Miiesha's 'Eventually' similarly opens with an acoustic guitar that rings out starkly from the rushing water audible in the background – a laidback riff that repeats for the song's entirety. Layered above it is Miiesha, delivering a husky vocal performance where she sings of the regret and pain that follows a breakup. The stripped-back instrumentation and production lend a platform to Miiesha's impressive vocals, allowing her to carry the song.

Miiesha is featured on the album with the single 'Eventually' credit: Miiesha Twitter.

An acoustic guitar riff is once more the opener in Ngaiire's 'Found', yet this time it is soon joined by keyboard staccatos that lend an ominous tone to Ngaiire's impressionistic storytelling. This tone is only accentuated by the presence of other vocals that appear in the background only to vanish. During the bridge, these radiant synths join the mix, making Ngaiire's vocal crescendo before the beginning of the fade-out truly heavenly.

Wallace's 'Further Away' takes the album on a relaxed detour in another musical direction, offering some laidback neo-soul that opens not with an acoustic guitar but with the sounds of wind. Behind Wallace's vocals is a subtle bass, some rhythmic clicks and repeating vocal harmonies. As Wallace repeatedly sings "slower" in the chorus, it's as if she's describing the song itself, slowing things down after a series of intense tracks.

Ruby Gill strips things back even further in 'If God is the Pigeon', leaving listeners only with the sound of her voice and piano. Barely audible in the background is a forest soundscape of birdsong and wind. It's Ruby's lyricism that makes this track a standout for me: there's a fascinating abstractness to her imagery as she sings about finding God in small, everyday scenes.

There's also a boldness as she questions "who do you think you are?" – it's a line that makes you stop and think as a listener, accentuated by her voice's harrowing emphasis on the "who". An extended outro finally foregrounds the forest soundscape that we've only somewhat heard so far, and it's a thematically appropriate way to conclude, allowing the listener to now ponder their own ability to find meaning in nature.

Tiana Khasi brings the energy back with 'Louka Manuka', immediately greeting us with a watery electric guitar playing over the sounds of rain. A drum machine plays a steady beat throughout, never developing into anything more complex.
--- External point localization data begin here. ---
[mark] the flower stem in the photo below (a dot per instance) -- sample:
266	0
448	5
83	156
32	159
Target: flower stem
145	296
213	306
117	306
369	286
As Tiana said, it produces a "meditative effect" that "[keeps] you grounded as you listen", compelling you to appreciate the atmosphere she has crafted with her powerful vocals and nature samples.
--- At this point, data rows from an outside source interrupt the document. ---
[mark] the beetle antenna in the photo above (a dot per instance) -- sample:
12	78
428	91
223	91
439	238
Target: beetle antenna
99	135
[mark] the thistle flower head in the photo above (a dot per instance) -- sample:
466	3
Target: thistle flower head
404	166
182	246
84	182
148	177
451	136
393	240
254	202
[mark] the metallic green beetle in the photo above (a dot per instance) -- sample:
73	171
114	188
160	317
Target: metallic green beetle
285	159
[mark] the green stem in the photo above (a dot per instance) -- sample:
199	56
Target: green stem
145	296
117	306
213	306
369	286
Credit: Tiana Khasi Spotify

Overall, there's an impressive track listing here. Field Recordings II has captured the vibe of being alone in the Australian bush, with no company but nature and your own mind.

Yet, it's worth mentioning that the album broadly captures only one aspect of the Australian bush, this idyllic, relaxing, rustic picture. There are times when I wished the album would branch out more in tone and imagery beyond just the touches found in the ominous tone of 'Found' and the inspired lyricism of 'If God is the Pigeon'.

Similarly, the production felt at times too clean for music that is meant to represent the Australian wilderness. The bush is not all chill vibes; it can be dark, haunting, and ambiguous. With its consistent crispness and lucidity, the production didn't quite manage to capture this full spectrum.

Of course, considering this particular picture of the Australian bush that Unyoked is selling with their cabins, it makes sense that this is what is foregrounded in the album. Still, I think there was space to broaden the emotional and tonal range.

There's a deliberate stasis that pervades Field Recordings II. The songs are repetitive, often ambient, and rarely evolving in complexity. It's a patient listening experience. It forces you to sit with it, to immerse yourself without an expectation of dynamism.

Field Recordings II is a musical experience designed for the listener willing to sit with the music long enough to unravel its layered soundscapes. For that kind of listener, there's plenty to enjoy here.

Field Recordings II in Spatial Audio will be available exclusively on Apple Music as of August 19.